After your post, I observed several wild turkeys walking across the pasture. They made the very same head movement.
 
Funny thing about chickens (and maybe other species)- when you pick one up and walk in the direction its head is pointing, it does the same head movement as it's being carried. But only up to a certain speed, then the head is still.
 
I've looked at a few phylogenetic trees (man, are they inconsistent) to see if there was some sort of trend, some factor of relatedness that was common between bird species that have been observed head bobbing and those that don't, but there's no clear link. It's seemingly random. I found it odd, but interesting.

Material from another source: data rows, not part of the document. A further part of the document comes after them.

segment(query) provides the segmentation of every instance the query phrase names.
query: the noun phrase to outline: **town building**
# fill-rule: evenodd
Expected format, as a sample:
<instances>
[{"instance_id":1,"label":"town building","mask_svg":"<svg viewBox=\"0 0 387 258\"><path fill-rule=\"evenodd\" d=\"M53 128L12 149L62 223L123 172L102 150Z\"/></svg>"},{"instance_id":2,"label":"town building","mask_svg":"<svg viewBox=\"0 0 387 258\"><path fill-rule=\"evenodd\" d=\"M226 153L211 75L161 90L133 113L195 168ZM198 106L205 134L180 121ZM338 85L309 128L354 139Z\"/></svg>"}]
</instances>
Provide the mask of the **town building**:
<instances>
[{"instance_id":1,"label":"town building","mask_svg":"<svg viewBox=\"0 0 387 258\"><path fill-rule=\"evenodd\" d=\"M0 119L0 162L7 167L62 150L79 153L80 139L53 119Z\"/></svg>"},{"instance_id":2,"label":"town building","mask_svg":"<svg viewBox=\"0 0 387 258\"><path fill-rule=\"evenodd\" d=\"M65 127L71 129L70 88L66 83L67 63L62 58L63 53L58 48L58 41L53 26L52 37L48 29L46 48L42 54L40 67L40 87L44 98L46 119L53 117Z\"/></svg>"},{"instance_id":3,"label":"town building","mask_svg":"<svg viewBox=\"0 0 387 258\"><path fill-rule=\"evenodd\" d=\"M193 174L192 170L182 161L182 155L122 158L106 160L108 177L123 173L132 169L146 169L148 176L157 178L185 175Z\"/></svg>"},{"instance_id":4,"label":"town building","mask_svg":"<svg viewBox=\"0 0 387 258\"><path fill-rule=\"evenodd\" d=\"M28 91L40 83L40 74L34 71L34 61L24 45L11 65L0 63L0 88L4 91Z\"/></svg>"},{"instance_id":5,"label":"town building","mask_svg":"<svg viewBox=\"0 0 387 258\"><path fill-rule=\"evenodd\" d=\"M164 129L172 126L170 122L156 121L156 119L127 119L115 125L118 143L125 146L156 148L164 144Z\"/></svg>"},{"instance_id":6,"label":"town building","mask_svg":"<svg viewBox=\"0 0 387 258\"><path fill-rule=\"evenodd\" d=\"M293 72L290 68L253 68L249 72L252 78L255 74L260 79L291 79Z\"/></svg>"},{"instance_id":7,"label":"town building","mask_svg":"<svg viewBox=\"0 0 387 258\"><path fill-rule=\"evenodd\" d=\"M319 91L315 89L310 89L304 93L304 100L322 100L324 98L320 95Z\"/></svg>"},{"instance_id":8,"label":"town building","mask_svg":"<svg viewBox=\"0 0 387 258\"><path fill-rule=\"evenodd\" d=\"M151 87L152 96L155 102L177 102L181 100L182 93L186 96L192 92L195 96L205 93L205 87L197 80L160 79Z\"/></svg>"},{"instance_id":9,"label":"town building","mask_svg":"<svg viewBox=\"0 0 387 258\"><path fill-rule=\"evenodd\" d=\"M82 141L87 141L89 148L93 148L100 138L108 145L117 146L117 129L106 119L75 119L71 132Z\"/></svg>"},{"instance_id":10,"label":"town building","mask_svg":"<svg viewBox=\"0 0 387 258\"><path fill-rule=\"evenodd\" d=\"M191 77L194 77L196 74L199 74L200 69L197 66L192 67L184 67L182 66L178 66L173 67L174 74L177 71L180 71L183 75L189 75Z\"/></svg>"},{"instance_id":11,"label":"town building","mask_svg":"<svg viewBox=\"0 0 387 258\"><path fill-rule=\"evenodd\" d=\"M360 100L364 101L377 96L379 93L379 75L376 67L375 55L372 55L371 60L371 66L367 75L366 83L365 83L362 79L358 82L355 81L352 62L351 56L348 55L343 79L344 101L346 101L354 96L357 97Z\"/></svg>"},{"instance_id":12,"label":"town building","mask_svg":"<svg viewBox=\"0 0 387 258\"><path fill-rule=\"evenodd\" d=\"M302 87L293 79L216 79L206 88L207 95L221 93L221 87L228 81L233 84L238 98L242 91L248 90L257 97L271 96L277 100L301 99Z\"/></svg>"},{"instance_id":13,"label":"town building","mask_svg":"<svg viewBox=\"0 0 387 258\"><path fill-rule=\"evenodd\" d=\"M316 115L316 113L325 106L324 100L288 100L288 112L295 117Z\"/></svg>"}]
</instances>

www.reinhold-necker.de/Head bobbing print.pdf
 
http://jeb.biologists.org/content/97/1/217.full.pdf about this phenomenon:

...One theory is based on the idea that movement in the environment is more easily detected if the eye is still (i.e. in hold phases) and that movement parallax (Gibson, 1950) generated when the eye is moving contributes a monocular depth perception (Welty, 1963). Thus head bobbing is considered to alternately optimize these two modes of visual exploration. This and the following theory emphasize monocular vision because many birds' eyes are laterally placed and thus they have only a monocular
view of much of their visual field.

Frost (1978) proposes that the thrust may provide retinal image motion in a preferred velocity range. The idea is that there are units in the visual system optimally responsive to stimuli in the velocity range provided by thrusts, and further, that the absence of backwards movement of the head keeps these units in an unadapted state.
The above theories are, of course, not mutually exclusive and the actual explanation may well involve a combination of them...

...There are two kinds of thrusts, those with and without saccades. It is difficult to sustain a theory involving visual input during thrusts with saccades. However, both Welty's and Frost's theories about the possible function of head bobbing may be correct for the thrusts without saccades.